In a surprise filing ahead of a scheduled court appearance, the FBI announced it might have a way to crack into the iPhone belonging to one of the San Bernardino terrorists without needing to force Apple to compromise the security on its own product. On Sunday, a third party that the FBI swears isn’t another branch of the U.S. government (a.k.a. the NSA) demonstrated a method that could possibly crack the phone used by Syed Farook. “Testing is required to determine whether it is a viable method that will not compromise data on Farook’s iPhone,” government lawyers wrote in their Monday filing. “If the method is viable, it should eliminate the need for the assistance from Apple Inc. ("Apple”) set forth in the All Writs Act Order in this case.“
From the beginning, the government said the only way it could access the data in the phone was to compel Apple to give the government a backdoor to the device.
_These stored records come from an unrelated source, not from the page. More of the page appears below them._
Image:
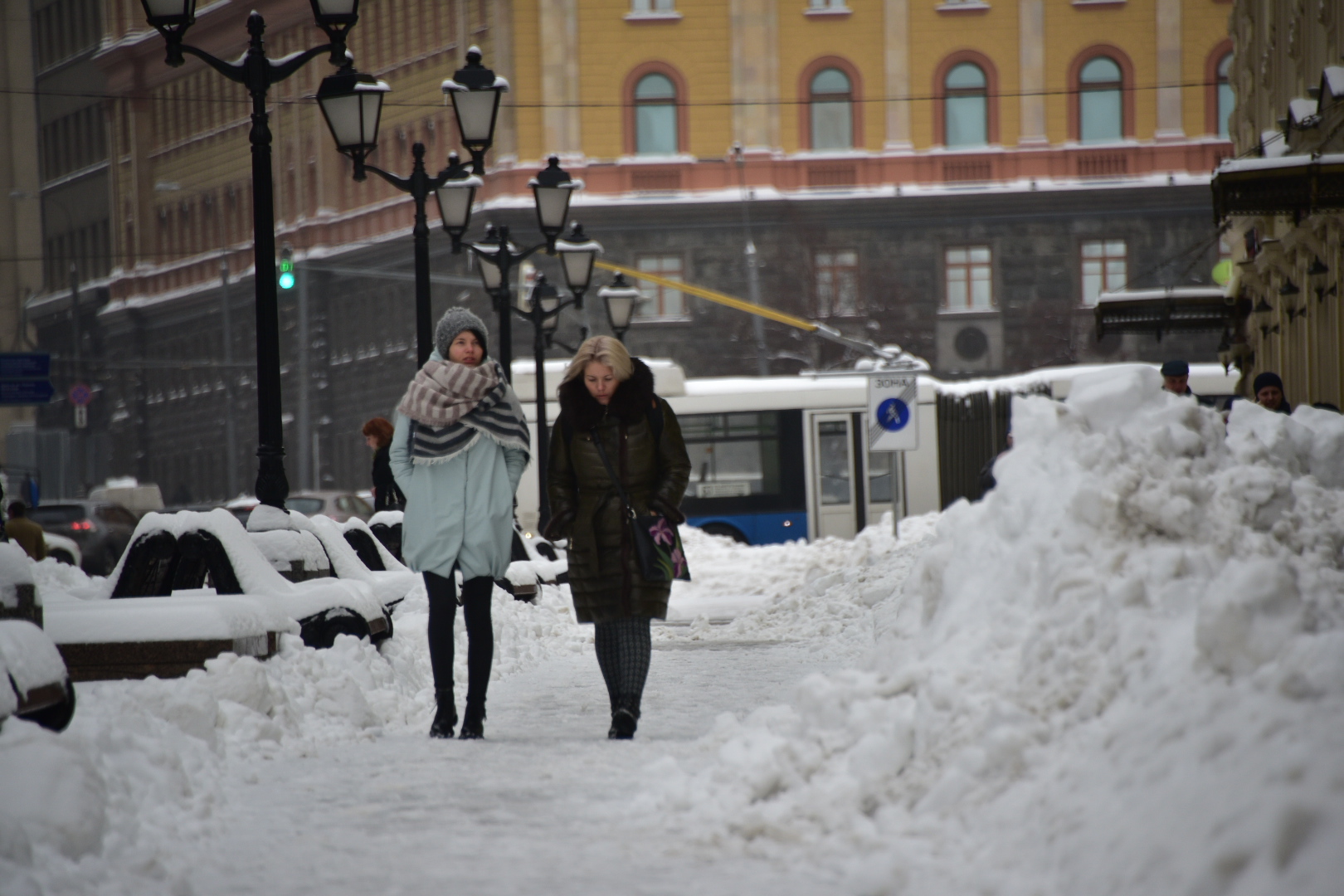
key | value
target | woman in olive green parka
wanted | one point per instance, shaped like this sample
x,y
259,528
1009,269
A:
x,y
609,397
However, the fact that it was entertaining third-party advice, listening to unknown members of the tech security world, shows that siccing the All Writs Act on Apple wasn’t a move of last resort. It implies that, all along, the FBI simply wanted to change the security landscape in its favor.
What may be most notable here is that the government fears an unfavorable ruling on the All Writs Act. Most legal analysts think a court would smack down the government’s request, setting the opposite precedent from the one sought by the FBI. In other words, the government has a lot to lose.